Deze niveaus van geweld hebben op zichzelf geen ethische waarde in zich. Zowel een aanvaller als een verdediger, zowel een dader als een omstander, kunnen op elk moment kiezen welk niveau van geweld ze gebruiken. Een stalker is bijvoorbeeld iemand die op het niveau van “aanwezigheid” zit. Een demonstrant ook. Of een beveiliger die door een winkel loopt.
Woorden
Het tweede niveau is woorden. Dat betekent niet alleen schelden of schreeuwen. Het kan ook gewoon zijn: iemand steeds onderbreken. Of heel pedant doen. Of “Nee” zeggen natuurlijk. Maar ook op een zeer redelijke toon iets de grond in praten waar een ander erg aan gehecht is.
Binnen dit niveaus zijn er natuurlijk weer allerlei subniveaus. Liegen, bedriegen, verbaal intimideren, bedreigen: allemaal gebruik van woorden, en allemaal verschillend in intensiteit, afhankelijk van de situatie en hoe ze gebruikt worden.
Dit is dus een heel breed niveau. Altijd als je verbaal in contact bent met andere mensen, kun je daarin meer of juist minder gewelddadig zijn. Je kunt beleefdheidsvormen negeren, praten over taboe onderwerpen, nalaten eerbiedige taal te gebruiken, niet erkennen wie er hoger in rang is, et cetera. Heb je het recht om al die dingen te doen? Zeker. Maar ontken niet dat het geweld is.

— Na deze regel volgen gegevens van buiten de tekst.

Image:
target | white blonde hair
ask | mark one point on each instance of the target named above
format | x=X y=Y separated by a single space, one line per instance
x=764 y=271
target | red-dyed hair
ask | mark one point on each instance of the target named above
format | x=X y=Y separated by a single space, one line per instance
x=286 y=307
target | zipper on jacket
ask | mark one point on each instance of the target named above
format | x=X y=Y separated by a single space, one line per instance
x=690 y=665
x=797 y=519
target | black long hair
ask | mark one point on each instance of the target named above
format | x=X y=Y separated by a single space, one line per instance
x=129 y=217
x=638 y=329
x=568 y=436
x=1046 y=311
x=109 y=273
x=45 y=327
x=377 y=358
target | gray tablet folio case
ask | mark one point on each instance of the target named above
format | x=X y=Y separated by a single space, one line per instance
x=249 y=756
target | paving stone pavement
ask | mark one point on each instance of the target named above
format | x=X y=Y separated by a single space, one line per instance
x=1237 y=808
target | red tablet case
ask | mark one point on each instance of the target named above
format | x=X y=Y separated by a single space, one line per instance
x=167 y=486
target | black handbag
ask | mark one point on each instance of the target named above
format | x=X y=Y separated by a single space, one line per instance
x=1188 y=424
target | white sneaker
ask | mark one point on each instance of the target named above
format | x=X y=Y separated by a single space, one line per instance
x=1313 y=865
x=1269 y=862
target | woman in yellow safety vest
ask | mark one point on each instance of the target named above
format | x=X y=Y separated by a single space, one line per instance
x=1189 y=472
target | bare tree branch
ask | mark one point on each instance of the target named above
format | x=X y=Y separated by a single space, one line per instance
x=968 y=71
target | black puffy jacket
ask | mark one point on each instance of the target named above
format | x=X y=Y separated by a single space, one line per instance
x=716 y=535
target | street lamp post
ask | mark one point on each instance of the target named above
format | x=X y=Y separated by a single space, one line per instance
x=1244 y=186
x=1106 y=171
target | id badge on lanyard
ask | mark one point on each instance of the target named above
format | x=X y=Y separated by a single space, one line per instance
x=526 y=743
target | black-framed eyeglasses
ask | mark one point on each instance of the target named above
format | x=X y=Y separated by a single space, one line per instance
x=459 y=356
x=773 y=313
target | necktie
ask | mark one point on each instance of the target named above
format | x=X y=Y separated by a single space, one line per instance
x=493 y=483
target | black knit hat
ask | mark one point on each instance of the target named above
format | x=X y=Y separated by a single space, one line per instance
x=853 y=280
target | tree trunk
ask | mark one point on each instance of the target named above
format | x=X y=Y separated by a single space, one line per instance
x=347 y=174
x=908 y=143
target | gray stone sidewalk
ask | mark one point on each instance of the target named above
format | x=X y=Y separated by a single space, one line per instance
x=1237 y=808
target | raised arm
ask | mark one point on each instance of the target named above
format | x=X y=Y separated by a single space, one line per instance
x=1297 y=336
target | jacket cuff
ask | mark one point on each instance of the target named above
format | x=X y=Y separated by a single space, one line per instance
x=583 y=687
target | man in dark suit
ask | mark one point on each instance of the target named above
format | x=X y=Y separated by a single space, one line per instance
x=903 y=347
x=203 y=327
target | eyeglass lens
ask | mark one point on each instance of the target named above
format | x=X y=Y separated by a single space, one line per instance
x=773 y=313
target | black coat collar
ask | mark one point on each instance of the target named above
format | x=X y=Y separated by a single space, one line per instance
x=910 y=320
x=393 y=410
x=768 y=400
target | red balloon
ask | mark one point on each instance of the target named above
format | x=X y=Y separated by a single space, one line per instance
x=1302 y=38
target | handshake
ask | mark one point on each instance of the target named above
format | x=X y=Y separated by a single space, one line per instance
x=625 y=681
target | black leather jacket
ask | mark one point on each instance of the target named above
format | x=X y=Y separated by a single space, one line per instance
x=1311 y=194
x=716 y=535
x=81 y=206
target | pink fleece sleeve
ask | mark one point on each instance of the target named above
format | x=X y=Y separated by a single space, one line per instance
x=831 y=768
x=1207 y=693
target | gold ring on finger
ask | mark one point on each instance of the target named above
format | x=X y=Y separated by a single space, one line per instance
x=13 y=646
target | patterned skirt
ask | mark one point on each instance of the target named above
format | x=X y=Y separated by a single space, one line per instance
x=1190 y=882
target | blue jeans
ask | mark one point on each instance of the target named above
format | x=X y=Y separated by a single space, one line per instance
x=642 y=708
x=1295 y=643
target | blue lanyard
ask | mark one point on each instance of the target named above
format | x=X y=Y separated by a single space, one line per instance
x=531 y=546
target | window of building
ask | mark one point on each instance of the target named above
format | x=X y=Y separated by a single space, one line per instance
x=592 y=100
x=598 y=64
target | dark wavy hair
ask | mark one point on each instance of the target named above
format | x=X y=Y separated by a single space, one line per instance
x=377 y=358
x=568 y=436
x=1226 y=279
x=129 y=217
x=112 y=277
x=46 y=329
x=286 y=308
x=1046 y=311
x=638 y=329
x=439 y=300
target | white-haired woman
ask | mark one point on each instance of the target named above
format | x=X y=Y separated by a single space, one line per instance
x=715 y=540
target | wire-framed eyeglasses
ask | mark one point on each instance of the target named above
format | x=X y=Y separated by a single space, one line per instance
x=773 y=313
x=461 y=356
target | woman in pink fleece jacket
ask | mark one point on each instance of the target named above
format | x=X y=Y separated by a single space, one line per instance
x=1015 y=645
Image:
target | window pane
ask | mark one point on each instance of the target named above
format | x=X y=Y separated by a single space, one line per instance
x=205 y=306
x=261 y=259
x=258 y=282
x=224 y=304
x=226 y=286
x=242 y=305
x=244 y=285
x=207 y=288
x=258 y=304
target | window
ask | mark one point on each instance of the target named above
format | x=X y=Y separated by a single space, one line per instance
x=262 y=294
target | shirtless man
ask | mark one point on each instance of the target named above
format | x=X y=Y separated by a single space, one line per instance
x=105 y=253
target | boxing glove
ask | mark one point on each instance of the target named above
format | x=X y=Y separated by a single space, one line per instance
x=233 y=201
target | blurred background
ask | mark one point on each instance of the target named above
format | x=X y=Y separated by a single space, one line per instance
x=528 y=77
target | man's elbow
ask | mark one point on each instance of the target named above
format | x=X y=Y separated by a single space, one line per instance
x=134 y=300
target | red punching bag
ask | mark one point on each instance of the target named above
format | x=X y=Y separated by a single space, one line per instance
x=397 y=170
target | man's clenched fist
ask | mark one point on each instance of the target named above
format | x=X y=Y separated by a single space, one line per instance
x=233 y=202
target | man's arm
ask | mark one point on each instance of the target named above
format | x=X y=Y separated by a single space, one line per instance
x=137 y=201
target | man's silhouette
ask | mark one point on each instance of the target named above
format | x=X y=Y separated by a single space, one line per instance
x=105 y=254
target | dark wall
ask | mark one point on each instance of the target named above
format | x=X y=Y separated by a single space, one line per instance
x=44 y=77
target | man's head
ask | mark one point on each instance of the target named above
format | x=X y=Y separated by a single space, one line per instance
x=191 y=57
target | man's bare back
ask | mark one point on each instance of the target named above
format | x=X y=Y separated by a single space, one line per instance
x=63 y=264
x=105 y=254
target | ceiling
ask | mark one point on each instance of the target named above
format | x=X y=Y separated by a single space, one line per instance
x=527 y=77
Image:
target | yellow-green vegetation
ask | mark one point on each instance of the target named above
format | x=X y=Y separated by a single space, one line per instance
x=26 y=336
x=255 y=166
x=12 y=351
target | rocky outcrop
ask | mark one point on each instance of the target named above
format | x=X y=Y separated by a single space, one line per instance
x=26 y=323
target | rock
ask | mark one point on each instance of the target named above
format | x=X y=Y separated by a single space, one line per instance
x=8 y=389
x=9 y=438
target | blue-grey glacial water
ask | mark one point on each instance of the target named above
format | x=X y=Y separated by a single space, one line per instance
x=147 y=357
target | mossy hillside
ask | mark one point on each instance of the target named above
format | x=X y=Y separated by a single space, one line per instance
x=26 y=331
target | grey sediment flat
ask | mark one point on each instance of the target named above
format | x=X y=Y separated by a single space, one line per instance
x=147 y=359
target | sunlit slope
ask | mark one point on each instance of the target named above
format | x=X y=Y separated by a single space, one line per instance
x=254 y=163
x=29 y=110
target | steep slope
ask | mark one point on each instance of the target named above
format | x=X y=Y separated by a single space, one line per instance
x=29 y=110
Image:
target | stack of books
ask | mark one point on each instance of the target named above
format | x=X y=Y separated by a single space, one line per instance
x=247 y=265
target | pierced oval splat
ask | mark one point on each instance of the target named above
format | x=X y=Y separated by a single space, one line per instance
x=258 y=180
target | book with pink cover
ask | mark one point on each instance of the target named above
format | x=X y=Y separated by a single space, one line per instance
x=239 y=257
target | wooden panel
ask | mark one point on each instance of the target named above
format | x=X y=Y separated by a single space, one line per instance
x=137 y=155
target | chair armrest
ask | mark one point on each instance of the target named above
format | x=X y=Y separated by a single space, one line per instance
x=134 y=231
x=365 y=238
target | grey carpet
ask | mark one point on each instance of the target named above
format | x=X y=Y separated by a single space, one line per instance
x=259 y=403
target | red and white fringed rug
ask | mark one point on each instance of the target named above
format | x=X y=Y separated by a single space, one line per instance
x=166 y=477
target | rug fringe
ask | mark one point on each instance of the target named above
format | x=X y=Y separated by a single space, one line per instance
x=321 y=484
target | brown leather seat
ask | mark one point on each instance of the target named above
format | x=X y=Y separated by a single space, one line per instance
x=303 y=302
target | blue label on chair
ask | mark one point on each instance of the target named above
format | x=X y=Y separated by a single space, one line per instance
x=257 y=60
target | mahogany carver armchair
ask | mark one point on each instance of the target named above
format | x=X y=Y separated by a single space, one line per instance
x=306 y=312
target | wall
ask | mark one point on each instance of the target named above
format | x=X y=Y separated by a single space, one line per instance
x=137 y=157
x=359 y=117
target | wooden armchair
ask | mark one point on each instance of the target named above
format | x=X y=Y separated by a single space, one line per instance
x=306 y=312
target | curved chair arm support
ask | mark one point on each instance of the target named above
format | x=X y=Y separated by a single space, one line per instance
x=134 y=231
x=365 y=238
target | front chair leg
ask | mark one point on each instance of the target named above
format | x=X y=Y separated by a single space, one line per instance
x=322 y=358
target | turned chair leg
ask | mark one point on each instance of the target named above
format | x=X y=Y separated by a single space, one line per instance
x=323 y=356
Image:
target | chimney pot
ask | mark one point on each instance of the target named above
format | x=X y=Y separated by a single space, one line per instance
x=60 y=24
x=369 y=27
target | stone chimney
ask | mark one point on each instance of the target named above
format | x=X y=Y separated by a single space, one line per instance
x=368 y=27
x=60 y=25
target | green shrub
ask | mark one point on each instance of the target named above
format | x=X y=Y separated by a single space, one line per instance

En ontken ook niet dat het consequenties heeft. Rory Miller beschrijft een Engelsman die in Turkije zegt: “Zo doen wij dat niet in de beschaafde wereld.” Mag je dat zeggen van de wet? Ja hoor. Praatte de man op redelijke toon? Ja. Deed hij het zonder te schelden? Ja. Maar is het een goeie manier om uit de problemen te blijven? Eh nee.
En ja, verbaal geweld plegen kan ook met geweldloze communicatie. Ik ken mensen die “geweldloosheid” als zo’n sterke ideologie hebben, dat ze elke vorm van fysiek geweld per definitie afwijzen. Ze gebruiken de technieken van geweldloze communicatie – maar zijn ondertussen erg gewelddadig in hun toon, in hun arrogantie, en in hun weigeren echt naar de ander te luisteren.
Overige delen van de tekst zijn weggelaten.